Modley Spelling Variations
Although there are comparatively few Welsh
surnames, they have a great many spelling variations
. Variations of Welsh
names began almost immediately after their acceptance within Welsh
society. In the Middle Ages, it was up to priests and the few other people that recorded names in official documents to decide how to spell the names that they heard. Variations that occurred because of improper recording increased dramatically as the names were later transliterated into English. The Brythonic Celtic
language of Wales
, known by natives as Cymraeg, featured many highly inflected sounds that could not be properly captured by the English language. Spelling variations
were, however, also carried out according to an individual's design: a branch loyalty within the family, a religious adherence, or even patriotic affiliations were all indicated by the particular variation of one's name. The spelling variations
of the name Modley have included Medlicot, Medlicott, Medlycot, Medlycott, Medlicote, Medleycot, Medleycott, Medleycote, Modlicot, Modlicote and many more.

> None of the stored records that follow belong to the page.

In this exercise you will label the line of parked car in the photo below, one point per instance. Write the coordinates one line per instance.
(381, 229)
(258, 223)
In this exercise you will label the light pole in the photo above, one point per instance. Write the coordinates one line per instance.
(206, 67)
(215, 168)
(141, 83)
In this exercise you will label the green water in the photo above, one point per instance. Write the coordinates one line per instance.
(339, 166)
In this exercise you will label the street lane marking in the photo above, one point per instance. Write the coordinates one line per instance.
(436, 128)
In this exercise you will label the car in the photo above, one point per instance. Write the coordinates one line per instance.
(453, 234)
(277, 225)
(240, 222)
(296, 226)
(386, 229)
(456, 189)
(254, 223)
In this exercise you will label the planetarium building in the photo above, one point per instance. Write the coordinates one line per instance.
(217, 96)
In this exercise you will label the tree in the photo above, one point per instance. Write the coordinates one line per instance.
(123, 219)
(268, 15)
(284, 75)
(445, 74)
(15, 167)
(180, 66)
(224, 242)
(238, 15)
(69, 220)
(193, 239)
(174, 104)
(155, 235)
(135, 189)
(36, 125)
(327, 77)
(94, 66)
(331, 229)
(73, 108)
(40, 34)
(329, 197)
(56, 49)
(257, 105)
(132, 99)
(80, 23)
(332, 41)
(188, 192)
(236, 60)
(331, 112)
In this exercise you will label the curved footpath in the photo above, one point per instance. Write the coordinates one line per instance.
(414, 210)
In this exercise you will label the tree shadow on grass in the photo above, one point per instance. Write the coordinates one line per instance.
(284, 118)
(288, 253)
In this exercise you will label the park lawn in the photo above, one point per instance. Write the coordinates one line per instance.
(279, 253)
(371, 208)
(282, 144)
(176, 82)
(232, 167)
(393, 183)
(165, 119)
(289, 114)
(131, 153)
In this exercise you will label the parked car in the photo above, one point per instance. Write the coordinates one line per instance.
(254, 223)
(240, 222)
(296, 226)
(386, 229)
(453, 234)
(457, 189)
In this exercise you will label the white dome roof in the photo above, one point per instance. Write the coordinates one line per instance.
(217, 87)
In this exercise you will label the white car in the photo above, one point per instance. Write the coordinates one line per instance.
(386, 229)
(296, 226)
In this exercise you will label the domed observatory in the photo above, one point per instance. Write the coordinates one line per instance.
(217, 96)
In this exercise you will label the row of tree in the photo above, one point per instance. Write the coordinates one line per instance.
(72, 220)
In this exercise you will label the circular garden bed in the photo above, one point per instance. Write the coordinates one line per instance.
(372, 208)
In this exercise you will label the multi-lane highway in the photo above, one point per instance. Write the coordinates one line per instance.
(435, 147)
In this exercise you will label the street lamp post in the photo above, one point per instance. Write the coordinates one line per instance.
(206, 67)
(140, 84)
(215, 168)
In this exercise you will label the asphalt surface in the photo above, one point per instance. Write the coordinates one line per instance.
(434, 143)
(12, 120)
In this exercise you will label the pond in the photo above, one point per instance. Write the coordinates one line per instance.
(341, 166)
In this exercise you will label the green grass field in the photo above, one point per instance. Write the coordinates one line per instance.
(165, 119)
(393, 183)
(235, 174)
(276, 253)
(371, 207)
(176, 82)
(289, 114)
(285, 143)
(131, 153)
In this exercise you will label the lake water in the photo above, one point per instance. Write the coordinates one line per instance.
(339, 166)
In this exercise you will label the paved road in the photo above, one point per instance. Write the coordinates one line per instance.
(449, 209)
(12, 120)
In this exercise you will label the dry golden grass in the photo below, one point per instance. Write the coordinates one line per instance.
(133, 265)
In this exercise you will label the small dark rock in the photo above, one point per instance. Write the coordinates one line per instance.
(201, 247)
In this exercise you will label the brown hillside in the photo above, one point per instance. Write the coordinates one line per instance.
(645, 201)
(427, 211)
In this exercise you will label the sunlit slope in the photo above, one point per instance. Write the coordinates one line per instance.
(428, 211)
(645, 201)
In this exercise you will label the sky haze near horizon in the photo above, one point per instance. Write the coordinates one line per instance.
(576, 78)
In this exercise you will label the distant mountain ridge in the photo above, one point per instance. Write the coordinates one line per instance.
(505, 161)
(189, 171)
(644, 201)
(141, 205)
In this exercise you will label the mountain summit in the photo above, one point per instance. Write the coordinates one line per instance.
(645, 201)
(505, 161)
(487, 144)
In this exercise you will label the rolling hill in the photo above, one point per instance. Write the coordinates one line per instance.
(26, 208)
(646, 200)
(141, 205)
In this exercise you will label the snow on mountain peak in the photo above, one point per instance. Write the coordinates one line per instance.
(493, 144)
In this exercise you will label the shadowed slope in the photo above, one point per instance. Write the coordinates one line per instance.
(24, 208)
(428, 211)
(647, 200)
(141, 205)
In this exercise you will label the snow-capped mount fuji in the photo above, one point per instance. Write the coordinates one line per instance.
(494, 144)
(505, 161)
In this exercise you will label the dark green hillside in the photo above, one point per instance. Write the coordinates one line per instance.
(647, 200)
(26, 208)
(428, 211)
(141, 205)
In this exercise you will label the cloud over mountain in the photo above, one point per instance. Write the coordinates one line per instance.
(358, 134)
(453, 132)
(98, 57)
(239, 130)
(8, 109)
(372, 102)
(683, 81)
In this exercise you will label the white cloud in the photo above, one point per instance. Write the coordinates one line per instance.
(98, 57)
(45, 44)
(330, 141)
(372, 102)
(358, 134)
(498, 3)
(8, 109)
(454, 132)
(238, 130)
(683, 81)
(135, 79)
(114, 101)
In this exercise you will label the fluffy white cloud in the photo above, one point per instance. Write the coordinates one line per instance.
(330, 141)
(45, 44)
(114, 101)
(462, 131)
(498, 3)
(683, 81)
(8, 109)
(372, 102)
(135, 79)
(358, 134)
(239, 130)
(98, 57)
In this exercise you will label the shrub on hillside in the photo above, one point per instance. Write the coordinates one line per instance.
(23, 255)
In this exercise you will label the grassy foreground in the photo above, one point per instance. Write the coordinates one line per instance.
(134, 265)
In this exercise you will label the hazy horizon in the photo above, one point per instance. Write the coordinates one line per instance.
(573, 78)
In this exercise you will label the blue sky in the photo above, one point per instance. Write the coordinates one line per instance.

Early Notables of the Modley family (pre 1700)
More information is included under the topic Early Modley Notables in all our PDF Extended History products
and printed products wherever possible.
Migration of the Modley family to Ireland
Some of the Modley family moved to Ireland
, but this topic is not covered in this excerpt.Another 142 words (10 lines of text) about their life in Ireland is included in all our PDF Extended History products and printed products wherever possible.
Migration of the Modley family to the New World and Oceana
Many people from Wales
joined the general migration to North America in the 19th and 20th centuries, searching for land, work, and freedom. Like the many other immigrants from the British Isles, they made a significant contribution to the development of Canada and the United States. The Welsh
and their descendents added a rich cultural tradition to the newly developed towns, cities, and villages. An investigation of the immigration and passenger lists has revealed a number of people bearing the name Modley: Daniel Medlicott who landed in Philadelphia, Pennsylvania in 1683.
The Modley Motto
The motto was originally a war cry or slogan. Mottoes first began to be shown with arms in the 14th and 15th centuries, but were not in general use until the 17th century. Thus the oldest coats of arms generally do not include a motto. Mottoes seldom form part of the grant of arms: Under most heraldic authorities, a motto is an optional component of the coat of arms, and can be added to or changed at will; many families have chosen not to display a motto.
Motto: Dat cura quietem
Motto Translation: Vigilance ensures tranquility.